5 · Power gating, finer-grained
Because each layer can be gated independently, the upper layer (GPU/NPU) can be put to deep sleep during light workloads — checking notifications, idle screen — while the lower layer (CPU/SLC) handles everyday system tasks. The Kirin 9030 supports four independent voltage islands per layer, eight total, with sub-100 µs wake latency between them. Standby battery life benefits directly: Huawei's own slides claim ~9.5% lower 24h background drain at parity feature set vs. the Mate 70 Pro.
6 · How it compares
The Kirin 9030 isn't trying to win every benchmark. Apple's A19 Pro still wins single-core integer; Qualcomm's Snapdragon 8 Elite Gen 5 wins peak GPU. The Kirin's bet is sustained workloads and AI throughput — the two metrics that increasingly matter as on-device AI moves from gimmick to default.
We weren't trying to win the node race. We were trying to make wires shorter — and it turns out that's the same problem, solved differently.

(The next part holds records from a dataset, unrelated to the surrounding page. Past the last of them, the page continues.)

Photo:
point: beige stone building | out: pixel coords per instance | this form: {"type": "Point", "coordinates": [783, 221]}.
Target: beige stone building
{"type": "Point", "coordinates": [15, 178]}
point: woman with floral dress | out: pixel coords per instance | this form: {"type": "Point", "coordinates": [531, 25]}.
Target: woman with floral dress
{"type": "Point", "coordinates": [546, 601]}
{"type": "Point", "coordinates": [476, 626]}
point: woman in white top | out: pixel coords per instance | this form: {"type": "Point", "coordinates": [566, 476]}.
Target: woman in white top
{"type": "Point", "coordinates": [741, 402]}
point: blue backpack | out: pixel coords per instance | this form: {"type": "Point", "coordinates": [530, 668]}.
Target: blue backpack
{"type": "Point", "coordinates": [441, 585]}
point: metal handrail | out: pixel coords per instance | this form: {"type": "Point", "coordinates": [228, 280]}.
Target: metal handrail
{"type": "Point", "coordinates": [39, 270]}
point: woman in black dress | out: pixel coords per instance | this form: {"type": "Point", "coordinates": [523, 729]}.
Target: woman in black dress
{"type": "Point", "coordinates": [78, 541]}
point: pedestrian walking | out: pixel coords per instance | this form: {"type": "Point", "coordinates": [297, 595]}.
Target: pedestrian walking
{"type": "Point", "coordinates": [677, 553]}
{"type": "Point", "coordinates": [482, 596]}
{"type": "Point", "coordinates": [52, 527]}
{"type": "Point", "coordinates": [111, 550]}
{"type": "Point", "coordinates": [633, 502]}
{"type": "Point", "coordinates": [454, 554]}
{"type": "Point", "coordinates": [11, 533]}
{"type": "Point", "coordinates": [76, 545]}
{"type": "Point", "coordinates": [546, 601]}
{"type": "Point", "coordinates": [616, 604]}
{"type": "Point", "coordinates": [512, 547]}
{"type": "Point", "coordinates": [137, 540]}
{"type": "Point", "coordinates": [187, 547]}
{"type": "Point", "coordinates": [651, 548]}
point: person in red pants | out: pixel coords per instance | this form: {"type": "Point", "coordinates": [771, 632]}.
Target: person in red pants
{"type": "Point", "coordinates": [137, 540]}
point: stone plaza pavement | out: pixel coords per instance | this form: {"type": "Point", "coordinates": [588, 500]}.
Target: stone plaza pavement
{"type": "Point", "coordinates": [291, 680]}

7 · A short history of folded silicon
- 2019AMD 3D V-Cache concept paperFirst credible production roadmap for stacking SRAM directly on top of CPU logic via hybrid bonding.

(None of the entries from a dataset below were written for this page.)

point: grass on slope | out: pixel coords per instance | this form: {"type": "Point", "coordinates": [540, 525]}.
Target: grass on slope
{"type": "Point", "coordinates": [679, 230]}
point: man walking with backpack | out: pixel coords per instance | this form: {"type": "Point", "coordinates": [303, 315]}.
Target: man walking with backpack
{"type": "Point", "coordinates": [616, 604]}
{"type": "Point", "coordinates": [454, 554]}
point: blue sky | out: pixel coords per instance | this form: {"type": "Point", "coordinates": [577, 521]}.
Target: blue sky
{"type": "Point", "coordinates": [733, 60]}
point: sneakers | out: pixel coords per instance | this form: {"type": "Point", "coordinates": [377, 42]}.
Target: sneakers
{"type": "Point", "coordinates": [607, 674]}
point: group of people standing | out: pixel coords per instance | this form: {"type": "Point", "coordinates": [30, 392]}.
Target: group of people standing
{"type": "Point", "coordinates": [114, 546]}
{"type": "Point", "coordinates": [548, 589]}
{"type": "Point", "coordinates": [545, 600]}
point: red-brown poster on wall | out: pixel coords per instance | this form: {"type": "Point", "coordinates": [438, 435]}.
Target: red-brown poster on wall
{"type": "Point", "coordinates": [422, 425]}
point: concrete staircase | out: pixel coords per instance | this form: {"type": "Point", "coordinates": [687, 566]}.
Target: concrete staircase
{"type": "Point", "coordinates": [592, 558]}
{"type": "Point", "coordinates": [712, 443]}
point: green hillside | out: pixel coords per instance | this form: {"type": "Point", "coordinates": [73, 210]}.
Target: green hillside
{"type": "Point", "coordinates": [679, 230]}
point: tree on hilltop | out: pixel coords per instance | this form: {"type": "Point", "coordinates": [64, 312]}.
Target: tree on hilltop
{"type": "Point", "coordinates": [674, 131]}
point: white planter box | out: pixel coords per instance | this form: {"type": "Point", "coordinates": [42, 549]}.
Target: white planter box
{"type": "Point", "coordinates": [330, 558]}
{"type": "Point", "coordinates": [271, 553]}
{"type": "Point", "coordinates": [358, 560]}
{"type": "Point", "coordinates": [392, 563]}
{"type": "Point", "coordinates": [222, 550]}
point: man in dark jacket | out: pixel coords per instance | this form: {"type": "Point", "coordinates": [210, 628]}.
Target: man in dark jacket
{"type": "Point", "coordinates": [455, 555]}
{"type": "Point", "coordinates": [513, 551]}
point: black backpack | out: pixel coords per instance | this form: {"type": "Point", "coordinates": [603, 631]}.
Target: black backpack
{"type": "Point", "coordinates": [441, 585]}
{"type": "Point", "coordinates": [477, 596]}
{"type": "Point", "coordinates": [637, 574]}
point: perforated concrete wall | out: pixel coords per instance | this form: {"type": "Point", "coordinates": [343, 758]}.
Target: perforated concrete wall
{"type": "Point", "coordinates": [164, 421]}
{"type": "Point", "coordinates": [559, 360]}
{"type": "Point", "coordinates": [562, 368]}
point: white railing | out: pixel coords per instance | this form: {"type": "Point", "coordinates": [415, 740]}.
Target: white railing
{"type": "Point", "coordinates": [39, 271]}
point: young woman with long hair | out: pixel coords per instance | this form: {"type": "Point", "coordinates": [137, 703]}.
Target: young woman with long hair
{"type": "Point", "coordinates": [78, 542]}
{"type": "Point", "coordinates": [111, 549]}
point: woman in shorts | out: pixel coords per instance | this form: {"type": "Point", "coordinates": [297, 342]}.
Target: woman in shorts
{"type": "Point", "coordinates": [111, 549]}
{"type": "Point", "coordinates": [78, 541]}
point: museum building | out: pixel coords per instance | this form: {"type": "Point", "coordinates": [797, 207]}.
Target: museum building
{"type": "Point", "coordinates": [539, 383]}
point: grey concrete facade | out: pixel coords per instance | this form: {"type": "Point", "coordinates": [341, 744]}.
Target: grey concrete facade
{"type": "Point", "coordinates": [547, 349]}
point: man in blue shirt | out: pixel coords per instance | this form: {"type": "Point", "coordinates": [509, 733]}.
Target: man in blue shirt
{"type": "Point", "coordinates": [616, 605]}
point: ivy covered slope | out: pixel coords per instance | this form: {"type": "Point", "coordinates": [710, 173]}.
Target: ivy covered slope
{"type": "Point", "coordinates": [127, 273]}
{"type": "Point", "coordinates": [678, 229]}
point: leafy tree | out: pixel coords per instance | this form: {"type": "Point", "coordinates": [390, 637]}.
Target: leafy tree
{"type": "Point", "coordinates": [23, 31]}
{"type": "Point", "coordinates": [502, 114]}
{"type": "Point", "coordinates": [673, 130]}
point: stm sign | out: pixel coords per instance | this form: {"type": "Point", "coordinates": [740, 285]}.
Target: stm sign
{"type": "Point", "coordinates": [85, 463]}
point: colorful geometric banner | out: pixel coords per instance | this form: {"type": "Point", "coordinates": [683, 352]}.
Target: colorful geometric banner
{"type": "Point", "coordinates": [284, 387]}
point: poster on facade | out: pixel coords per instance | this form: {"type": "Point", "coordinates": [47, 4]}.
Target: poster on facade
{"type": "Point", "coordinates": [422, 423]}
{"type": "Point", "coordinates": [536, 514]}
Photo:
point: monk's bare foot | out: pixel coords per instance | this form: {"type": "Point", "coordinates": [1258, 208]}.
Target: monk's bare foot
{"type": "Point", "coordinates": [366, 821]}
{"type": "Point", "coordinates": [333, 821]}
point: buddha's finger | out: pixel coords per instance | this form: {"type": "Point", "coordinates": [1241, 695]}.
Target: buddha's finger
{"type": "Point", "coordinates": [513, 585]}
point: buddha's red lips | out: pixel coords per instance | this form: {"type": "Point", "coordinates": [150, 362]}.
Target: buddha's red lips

- 2022Apple M-series unified memory fabricProves that bandwidth, not raw FLOPs, is the next bottleneck in mobile-class compute.
- 2023Huawei files logic-fold patentsHiSilicon patents describing dual-active-layer mobile SoCs with sub-5 µm TSV pitch surface in China.
- 2024Kirin 9020 monolithicLast single-layer Kirin. Reportedly the design team's internal control sample for the 9030's claims.
- 2026Kirin 9030 ships in Mate 90First commercial smartphone SoC with two active logic layers in mass production.
8 · What this means for developers
For most app developers, nothing changes day one — the chip exposes the same ArkCompiler bytecode and Vulkan 1.4 surfaces as the rest of HarmonyOS. The interesting work is at the edges:
- MindSpore Lite on NPU: the new NPU runtime exposes a four-bit weight format. Models that fit get a 2.2× throughput uplift over INT8.
- GPU compute: Vulkan compute shaders can be dispatched alongside graphics with no fabric contention, because they live on the same die layer.
- Background agents: a new "always-on inference" API lets apps register a small (≤200 MB) model that runs on the NPU tiny core at sub-50 mW.
9 · What to watch at launch
Real benchmark numbers will tell us how much of the theoretical density translates into sustained throughput. Watch for four things specifically: 30-minute gaming loops (thermal hold), on-device LLM inference latency (AI ceiling), idle battery drain over 24 hours (power-gating discipline), and burst camera capture (ISP pipeline depth). The Kirin 9030 should win at least three of those.